全部ねえ。それって、どこ? って聞かれたときに誤魔化す答えの一つじゃないか、と光は思う。

もっとも、光がそう聞かれたなら、どこだろうな、と笑って誤魔化すのだが。


「そうか」

「それで、私の質問は?」

「...なんでだろうな」

「えー?」


はたから見たらただの仲の良いカップルなのだろうが、光はもうすでに別れたいと思っていた。


そんなカップルが教室に入っていく。

そこで、光はおかしいことに気がつく。春は隣の教室のはずなのに、どうして光の教室に入ってくるのだろうか。


「おい、お前「春」の教室は隣だろ」

「......別に、彼氏の隣にいたいと思うのは変?」


そう言われては、光には断る理由は無いのだが...。


「いや、もうチャイムが鳴るぞ」

「あ、ホントだ。それじゃあ、お昼にね」

「...ああ」


そう言って、春は光の側を離れていく。

春はかなりの美少女だ。光でもそれは理解している。

本当なら、この教室にだってついてこないでほしかったというので光の気持ちだったのだが。
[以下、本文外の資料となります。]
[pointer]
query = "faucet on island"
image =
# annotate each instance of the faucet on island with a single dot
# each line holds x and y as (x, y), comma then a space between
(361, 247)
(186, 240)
「おい、今の春ちゃんだよな?」「なになに、もしかして付き合ってるの?」「嫌われたい奴が交際してるとかマジ笑えるぜ」


こうして騒がれるし、最後の奴のように正論を言われるのが面倒だったのだ。


光は、それらの質問の一切を無視し、自分の机へと向かう。しかし、光の行く手を阻むように、何者かが立ちふさがった。


「ご、ごめん。少し聞きたいことがあって」


栗色のセミロングで、身長150付近だろうか。かわいらしい顔をしているので、周りの男子達は庇護欲かきたてられているのだろう。

光は全く思わないが。


「...なに?」

「え、えっとね、その、春ちゃんと、お付き合いをしているのって、本当なのかな、って...」

「...」


いちいち区切るな、さっさと用件を述べろ、と光は思えるほどには性根が腐ってきているようだが、それにちゃんと答える辺りは、まだ甘いようだ。


「ああ、そうだが」

「! そ、そう、なんだ...」

「?」


光が事実を言うと、見るからに少女は落ち込んでいく。

光は己のしたことを振り返るが、どこにも悪い点は見当たらないので、不思議には思いつつも、自分の席に座る。

そこで、再び閃く。


(そうか、こういったことをしていればいいんだ!)


きっと、今回のことで、栗色の少女を泣かせたという噂が広がるだろう。それは全くの事実なので、光も聞かれれば認める。

これで、一層嫌われるはずだ。


(よかった。忘れられるとかにならなくて)


嫌われたいのに忘れられたくないというのは少しおかしいような気もするが、とにかく、光は安堵していた。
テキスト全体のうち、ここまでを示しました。